The Bob Brunton story brought a lot of visitors to this website. It also prompted a lot of heated commentary in the comments box. The reason I posted that story is because I felt the president was downplaying the contributions of entrepreneurs. Now, the president is saying that he just meant that small businesspeople didn’t build roads and bridges. I am convinced that he was implying more than that in the remarks he made.
Phil Klein has made the case well, but I’d like to echo his analysis and maybe add a bit of my own. As Klein pointed out, there are two paragraphs that really matter here. The second one is the one that has gotten all of the attention because of the “you didn’t build that” phrasing. But the preceding paragraph is the one that bothers me. Here it is:
There are a lot of wealthy, successful Americans who agree with me — because they want to give something back. They know they didn’t — look, if you’ve been successful, you didn’t get there on your own. You didn’t get there on your own. I’m always struck by people who think, well, it must be because I was just so smart. There are a lot of smart people out there.

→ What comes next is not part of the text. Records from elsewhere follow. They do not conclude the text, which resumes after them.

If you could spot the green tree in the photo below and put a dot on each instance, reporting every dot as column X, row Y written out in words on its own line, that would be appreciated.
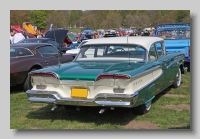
column 17, row 17
column 181, row 14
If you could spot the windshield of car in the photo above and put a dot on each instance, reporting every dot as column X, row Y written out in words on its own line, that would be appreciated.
column 173, row 31
column 19, row 52
column 111, row 52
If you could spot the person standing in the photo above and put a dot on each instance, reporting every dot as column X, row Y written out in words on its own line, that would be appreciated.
column 12, row 33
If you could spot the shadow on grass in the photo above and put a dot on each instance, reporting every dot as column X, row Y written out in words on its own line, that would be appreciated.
column 16, row 89
column 182, row 127
column 119, row 116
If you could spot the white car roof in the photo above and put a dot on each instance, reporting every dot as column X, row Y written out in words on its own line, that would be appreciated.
column 145, row 41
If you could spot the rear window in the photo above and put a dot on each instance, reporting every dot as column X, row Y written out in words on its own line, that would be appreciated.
column 47, row 51
column 20, row 52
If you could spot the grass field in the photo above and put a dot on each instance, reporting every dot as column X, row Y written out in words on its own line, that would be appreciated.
column 170, row 110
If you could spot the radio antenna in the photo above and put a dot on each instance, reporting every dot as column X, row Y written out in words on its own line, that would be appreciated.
column 128, row 52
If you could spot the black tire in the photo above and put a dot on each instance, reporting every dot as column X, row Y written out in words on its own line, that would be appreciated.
column 27, row 84
column 177, row 80
column 144, row 108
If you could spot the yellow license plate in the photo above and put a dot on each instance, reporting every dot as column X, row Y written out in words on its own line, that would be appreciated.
column 79, row 92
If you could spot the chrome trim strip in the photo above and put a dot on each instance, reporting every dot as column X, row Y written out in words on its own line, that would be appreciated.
column 78, row 81
column 118, row 100
column 146, row 72
column 149, row 82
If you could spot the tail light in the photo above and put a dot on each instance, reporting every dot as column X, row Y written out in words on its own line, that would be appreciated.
column 112, row 76
column 44, row 74
column 189, row 52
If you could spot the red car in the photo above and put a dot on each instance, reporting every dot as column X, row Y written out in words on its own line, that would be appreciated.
column 26, row 57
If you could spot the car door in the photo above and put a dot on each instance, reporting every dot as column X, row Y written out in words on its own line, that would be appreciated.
column 49, row 55
column 164, row 61
column 158, row 72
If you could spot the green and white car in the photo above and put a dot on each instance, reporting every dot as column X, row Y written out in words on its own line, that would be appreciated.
column 108, row 73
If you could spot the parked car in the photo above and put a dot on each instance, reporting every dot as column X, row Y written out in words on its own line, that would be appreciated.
column 26, row 57
column 55, row 37
column 76, row 51
column 110, row 72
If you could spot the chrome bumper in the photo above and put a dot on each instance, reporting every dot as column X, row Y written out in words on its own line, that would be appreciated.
column 114, row 100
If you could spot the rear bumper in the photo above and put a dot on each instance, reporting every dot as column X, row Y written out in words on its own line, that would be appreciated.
column 113, row 100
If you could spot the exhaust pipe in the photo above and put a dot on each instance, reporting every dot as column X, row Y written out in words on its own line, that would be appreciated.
column 103, row 110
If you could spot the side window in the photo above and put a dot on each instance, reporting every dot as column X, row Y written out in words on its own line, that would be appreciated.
column 152, row 53
column 55, row 44
column 47, row 51
column 19, row 52
column 159, row 49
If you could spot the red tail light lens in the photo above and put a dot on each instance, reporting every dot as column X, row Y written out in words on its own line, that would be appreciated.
column 189, row 52
column 112, row 76
column 45, row 74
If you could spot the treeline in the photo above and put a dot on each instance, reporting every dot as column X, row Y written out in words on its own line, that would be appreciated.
column 96, row 19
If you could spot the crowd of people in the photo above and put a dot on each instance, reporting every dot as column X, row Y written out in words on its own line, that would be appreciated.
column 16, row 36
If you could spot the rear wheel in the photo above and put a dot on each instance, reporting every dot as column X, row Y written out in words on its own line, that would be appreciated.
column 177, row 80
column 142, row 109
column 28, row 83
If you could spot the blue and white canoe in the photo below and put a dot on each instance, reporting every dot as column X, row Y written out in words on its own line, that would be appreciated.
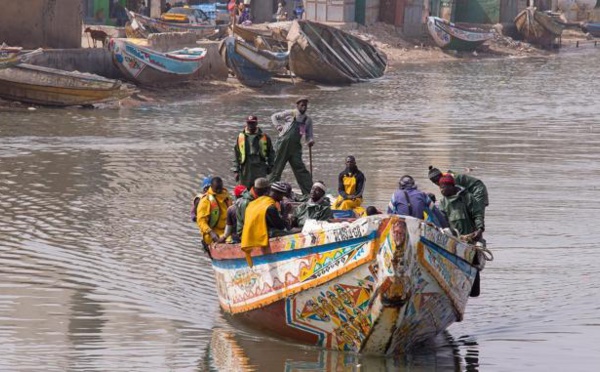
column 252, row 66
column 145, row 66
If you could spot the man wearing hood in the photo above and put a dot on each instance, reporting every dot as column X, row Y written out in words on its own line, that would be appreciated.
column 409, row 201
column 318, row 207
column 464, row 213
column 212, row 211
column 254, row 155
column 351, row 184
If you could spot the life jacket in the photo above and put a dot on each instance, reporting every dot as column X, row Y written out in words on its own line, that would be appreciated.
column 263, row 146
column 215, row 212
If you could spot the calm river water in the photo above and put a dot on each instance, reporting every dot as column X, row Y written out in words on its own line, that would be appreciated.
column 100, row 267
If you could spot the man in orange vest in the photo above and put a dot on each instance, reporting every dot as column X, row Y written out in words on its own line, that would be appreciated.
column 211, row 215
column 254, row 155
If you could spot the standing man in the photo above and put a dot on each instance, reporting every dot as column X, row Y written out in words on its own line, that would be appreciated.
column 410, row 201
column 254, row 155
column 212, row 212
column 473, row 185
column 351, row 185
column 292, row 125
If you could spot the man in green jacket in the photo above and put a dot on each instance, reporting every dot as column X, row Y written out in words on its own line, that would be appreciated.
column 473, row 185
column 318, row 207
column 462, row 211
column 254, row 155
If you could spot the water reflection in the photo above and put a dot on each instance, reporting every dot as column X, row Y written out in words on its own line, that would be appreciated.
column 231, row 350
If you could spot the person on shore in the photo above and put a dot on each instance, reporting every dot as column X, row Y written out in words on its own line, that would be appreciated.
column 292, row 125
column 473, row 185
column 318, row 207
column 408, row 200
column 261, row 187
column 463, row 212
column 351, row 184
column 212, row 212
column 230, row 235
column 253, row 153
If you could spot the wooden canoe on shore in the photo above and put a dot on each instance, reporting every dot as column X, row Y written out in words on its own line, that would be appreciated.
column 381, row 284
column 537, row 27
column 449, row 36
column 251, row 66
column 52, row 87
column 146, row 66
column 327, row 55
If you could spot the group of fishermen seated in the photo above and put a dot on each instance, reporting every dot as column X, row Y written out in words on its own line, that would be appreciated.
column 269, row 210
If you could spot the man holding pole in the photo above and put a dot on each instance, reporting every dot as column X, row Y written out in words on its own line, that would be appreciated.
column 292, row 125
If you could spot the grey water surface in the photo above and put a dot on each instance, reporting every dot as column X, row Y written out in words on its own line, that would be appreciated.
column 101, row 270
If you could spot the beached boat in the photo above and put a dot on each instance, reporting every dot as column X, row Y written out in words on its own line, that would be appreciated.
column 252, row 66
column 203, row 29
column 592, row 28
column 52, row 87
column 449, row 36
column 381, row 284
column 331, row 56
column 537, row 27
column 145, row 66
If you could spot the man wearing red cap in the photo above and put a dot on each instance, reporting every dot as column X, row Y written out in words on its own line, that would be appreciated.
column 254, row 155
column 463, row 212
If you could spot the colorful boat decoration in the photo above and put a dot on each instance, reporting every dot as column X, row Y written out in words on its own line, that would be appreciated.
column 145, row 66
column 252, row 66
column 52, row 87
column 381, row 284
column 537, row 27
column 204, row 29
column 328, row 55
column 449, row 36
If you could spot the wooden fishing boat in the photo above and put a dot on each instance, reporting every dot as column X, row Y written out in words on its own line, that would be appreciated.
column 252, row 66
column 381, row 284
column 449, row 36
column 331, row 56
column 537, row 27
column 592, row 28
column 203, row 29
column 52, row 87
column 145, row 66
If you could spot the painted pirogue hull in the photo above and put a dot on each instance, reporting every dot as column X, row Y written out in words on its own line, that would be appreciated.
column 379, row 285
column 331, row 56
column 452, row 37
column 537, row 27
column 52, row 87
column 251, row 66
column 145, row 66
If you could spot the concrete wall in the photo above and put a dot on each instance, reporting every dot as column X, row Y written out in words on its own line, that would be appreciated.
column 41, row 23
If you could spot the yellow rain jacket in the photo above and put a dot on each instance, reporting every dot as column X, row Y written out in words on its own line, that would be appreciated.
column 212, row 213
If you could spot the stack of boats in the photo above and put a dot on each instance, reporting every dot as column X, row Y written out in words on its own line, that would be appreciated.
column 28, row 83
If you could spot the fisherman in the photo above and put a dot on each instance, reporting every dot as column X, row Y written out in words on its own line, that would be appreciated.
column 254, row 155
column 351, row 184
column 473, row 185
column 318, row 207
column 410, row 201
column 263, row 220
column 292, row 125
column 231, row 235
column 463, row 212
column 261, row 187
column 212, row 212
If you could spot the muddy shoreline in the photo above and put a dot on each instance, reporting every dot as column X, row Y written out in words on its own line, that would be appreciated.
column 399, row 52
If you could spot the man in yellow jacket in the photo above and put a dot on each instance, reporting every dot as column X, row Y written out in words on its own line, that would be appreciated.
column 212, row 211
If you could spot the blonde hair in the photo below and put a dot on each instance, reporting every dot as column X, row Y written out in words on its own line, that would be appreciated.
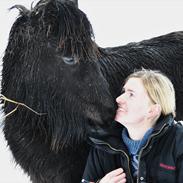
column 159, row 88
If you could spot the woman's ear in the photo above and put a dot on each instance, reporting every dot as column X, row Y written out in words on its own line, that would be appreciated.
column 154, row 111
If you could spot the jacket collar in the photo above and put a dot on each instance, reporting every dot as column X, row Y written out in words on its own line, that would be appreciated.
column 112, row 135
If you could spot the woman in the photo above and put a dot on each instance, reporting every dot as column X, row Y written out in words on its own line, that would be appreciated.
column 144, row 143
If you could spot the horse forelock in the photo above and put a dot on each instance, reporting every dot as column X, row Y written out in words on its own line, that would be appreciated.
column 61, row 25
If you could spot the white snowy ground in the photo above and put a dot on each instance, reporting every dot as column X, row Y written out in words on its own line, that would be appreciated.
column 115, row 22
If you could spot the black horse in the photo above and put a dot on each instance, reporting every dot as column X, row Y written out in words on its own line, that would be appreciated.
column 53, row 66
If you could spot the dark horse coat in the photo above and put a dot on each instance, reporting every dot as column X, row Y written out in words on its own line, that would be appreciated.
column 53, row 65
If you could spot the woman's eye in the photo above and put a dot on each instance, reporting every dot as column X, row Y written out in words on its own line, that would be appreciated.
column 131, row 94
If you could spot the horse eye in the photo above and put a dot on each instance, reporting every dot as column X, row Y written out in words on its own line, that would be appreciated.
column 69, row 60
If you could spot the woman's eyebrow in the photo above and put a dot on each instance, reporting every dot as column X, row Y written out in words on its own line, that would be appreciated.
column 127, row 89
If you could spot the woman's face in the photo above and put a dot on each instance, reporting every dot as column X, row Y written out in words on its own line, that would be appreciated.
column 133, row 104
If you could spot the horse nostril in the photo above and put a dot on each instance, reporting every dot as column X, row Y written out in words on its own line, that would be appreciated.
column 69, row 60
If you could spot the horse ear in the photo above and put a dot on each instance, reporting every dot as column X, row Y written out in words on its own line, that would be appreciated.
column 75, row 2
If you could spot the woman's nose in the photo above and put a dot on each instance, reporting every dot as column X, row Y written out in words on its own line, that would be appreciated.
column 120, row 99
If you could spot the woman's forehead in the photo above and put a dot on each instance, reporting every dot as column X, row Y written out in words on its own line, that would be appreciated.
column 134, row 84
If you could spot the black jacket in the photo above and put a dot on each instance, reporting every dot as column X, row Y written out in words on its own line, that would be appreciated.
column 160, row 160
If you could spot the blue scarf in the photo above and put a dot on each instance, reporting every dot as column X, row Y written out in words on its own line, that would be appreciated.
column 134, row 147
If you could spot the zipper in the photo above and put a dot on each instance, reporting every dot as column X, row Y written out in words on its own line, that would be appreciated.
column 121, row 151
column 140, row 153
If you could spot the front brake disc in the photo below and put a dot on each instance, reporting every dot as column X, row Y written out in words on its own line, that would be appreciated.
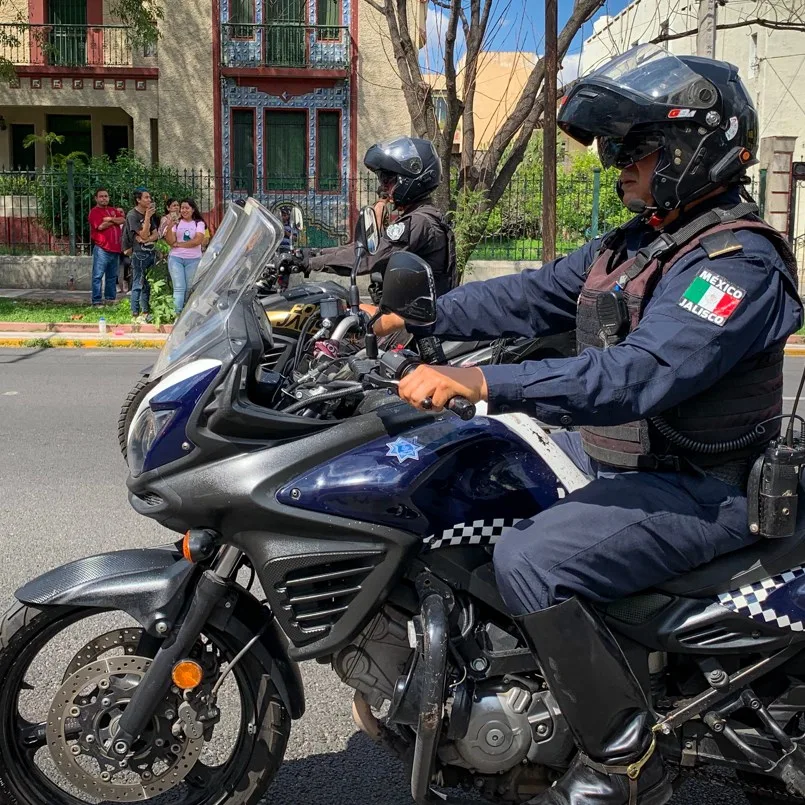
column 94, row 697
column 127, row 639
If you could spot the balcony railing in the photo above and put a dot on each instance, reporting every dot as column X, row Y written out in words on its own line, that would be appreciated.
column 66, row 45
column 322, row 47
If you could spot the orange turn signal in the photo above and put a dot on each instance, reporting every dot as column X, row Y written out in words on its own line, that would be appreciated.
column 187, row 674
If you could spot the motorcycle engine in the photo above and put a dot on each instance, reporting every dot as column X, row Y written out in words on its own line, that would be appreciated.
column 508, row 725
column 378, row 656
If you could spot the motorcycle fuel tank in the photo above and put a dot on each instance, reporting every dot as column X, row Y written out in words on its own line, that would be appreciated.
column 432, row 478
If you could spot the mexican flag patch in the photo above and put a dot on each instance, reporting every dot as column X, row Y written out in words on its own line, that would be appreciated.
column 711, row 297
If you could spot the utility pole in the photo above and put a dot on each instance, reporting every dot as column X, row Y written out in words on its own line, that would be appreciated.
column 549, row 136
column 706, row 36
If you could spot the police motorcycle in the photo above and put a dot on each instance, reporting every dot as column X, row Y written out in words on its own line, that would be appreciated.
column 370, row 525
column 293, row 309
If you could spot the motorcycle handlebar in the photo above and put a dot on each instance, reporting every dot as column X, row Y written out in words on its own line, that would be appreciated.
column 460, row 406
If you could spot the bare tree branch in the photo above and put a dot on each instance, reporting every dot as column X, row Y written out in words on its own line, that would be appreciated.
column 777, row 25
column 582, row 11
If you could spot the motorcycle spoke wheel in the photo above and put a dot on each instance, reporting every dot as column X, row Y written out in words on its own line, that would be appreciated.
column 54, row 724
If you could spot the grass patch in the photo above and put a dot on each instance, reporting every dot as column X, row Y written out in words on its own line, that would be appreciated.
column 47, row 312
column 37, row 343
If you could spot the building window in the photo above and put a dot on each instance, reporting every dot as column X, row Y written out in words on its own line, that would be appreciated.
column 22, row 158
column 115, row 140
column 754, row 62
column 328, row 151
column 67, row 35
column 286, row 138
column 328, row 13
column 241, row 11
column 76, row 130
column 243, row 150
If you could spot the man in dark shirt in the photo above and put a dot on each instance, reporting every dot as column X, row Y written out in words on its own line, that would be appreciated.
column 139, row 235
column 408, row 170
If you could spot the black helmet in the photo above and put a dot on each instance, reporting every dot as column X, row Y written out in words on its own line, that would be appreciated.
column 412, row 162
column 696, row 112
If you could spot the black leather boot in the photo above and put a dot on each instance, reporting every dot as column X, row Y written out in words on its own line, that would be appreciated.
column 605, row 707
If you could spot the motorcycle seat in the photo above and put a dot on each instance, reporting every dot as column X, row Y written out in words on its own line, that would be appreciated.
column 731, row 571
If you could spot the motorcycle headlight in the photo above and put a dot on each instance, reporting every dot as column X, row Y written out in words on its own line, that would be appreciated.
column 147, row 428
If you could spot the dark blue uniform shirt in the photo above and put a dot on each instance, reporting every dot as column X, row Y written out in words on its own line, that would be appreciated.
column 671, row 356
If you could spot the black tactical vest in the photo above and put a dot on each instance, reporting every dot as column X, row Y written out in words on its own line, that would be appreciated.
column 751, row 393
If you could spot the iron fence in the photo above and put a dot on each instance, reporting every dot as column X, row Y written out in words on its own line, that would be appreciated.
column 285, row 45
column 66, row 45
column 46, row 211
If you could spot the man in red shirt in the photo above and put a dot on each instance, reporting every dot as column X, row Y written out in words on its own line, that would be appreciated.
column 104, row 227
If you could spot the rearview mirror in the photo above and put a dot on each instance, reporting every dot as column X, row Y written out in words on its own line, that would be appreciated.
column 409, row 289
column 367, row 235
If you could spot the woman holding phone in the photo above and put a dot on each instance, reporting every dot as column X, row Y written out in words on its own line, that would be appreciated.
column 185, row 238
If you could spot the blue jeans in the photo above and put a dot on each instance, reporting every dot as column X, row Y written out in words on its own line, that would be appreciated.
column 622, row 533
column 140, row 289
column 181, row 270
column 104, row 264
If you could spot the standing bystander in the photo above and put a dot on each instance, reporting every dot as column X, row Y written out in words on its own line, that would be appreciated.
column 185, row 239
column 139, row 235
column 105, row 233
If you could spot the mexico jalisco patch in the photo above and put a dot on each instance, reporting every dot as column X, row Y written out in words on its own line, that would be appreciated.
column 711, row 297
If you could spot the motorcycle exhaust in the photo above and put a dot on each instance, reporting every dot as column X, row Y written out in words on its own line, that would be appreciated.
column 433, row 669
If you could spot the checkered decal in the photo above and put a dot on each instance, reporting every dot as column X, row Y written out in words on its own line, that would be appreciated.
column 478, row 532
column 750, row 600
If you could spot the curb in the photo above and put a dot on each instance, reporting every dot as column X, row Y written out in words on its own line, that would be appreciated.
column 42, row 340
column 76, row 327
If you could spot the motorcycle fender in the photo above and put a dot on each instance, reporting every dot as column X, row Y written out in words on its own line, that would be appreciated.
column 146, row 583
column 149, row 584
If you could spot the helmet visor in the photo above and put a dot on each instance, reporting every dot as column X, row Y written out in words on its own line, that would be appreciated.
column 403, row 150
column 659, row 77
column 620, row 152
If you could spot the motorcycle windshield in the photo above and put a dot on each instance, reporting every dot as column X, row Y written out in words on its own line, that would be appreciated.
column 233, row 214
column 201, row 329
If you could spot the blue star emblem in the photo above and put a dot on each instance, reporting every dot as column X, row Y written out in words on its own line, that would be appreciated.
column 403, row 449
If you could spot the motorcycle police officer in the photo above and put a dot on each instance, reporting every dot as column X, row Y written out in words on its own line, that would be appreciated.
column 681, row 318
column 408, row 171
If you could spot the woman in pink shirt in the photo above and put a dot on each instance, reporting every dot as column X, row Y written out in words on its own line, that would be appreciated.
column 185, row 238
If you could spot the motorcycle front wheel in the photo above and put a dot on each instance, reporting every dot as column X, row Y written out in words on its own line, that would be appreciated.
column 66, row 674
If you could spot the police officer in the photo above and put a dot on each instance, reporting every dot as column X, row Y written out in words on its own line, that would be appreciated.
column 681, row 318
column 408, row 171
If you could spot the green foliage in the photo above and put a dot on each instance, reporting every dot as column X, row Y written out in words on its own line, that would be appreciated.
column 513, row 228
column 13, row 184
column 575, row 198
column 161, row 301
column 120, row 177
column 469, row 223
column 142, row 16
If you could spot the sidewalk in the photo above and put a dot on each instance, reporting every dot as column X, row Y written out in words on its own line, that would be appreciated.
column 139, row 336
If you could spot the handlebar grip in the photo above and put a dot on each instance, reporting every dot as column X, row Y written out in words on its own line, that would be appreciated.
column 462, row 408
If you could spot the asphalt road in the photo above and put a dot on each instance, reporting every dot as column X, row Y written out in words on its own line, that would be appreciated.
column 63, row 495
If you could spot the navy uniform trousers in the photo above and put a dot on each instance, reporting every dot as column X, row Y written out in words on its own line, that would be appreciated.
column 620, row 534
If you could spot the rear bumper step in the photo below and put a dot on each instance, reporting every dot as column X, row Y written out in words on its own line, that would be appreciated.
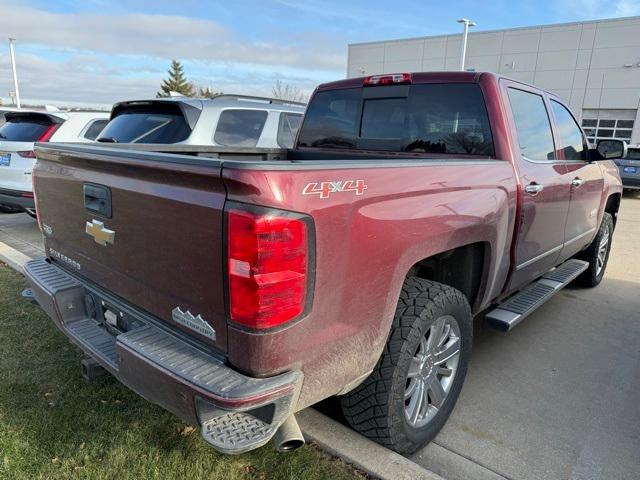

It must be because I worked harder than everybody else. Let me tell you something — there are a whole bunch of hardworking people out there.
With this bit of rhetoric, I think the president made a demagogic appeal to the masses. In essence, he is arguing that there isn’t anything all that special about the people who build successful businesses. There are a lot of people who are smart and who work hard, he is saying. And they aren’t all successful. In other words, the implication goes, things just worked out for the folks who think they made it on merit. “Why should they benefit from their success? Things just worked out in their favor.” This is a common appeal to the masses by the demagogue. “Those who have succeeded won their rewards through luck or some other sleight of hand. Why do they deserve what they have???” The subtext is obvious. “Why shouldn’t you have some of what they have?”
The reason I wanted to highlight Bob Brunton is that I think he is typical of many small business owners. He took risks with his own money, worked very hard for a long time, accepted the pressure of making payroll each week for his employees, contended with competition, and managed to earn a good living. There is something special about someone who can do it. I am especially sensitive to the contributions of these people because I’ve never had to stand in their shoes. Every one of us who has been able to count on a paycheck for a week’s work should be grateful to the people who did what was necessary to give us the opportunity to have a job.
Sure, there are a lot of smart and hard-working people in the world. Not all of them have built businesses. The ones who have ARE special. They had the drive, the vision, and the sheer grittiness to tough it out and see something through. These people should not be viewed as some kind of honeypot from which we can extract revenues for income redistribution. They should be honored, encouraged, and protected from excessive taxation and regulation. If we kill the drive they have to build something from the ground up, we’ll kill our country.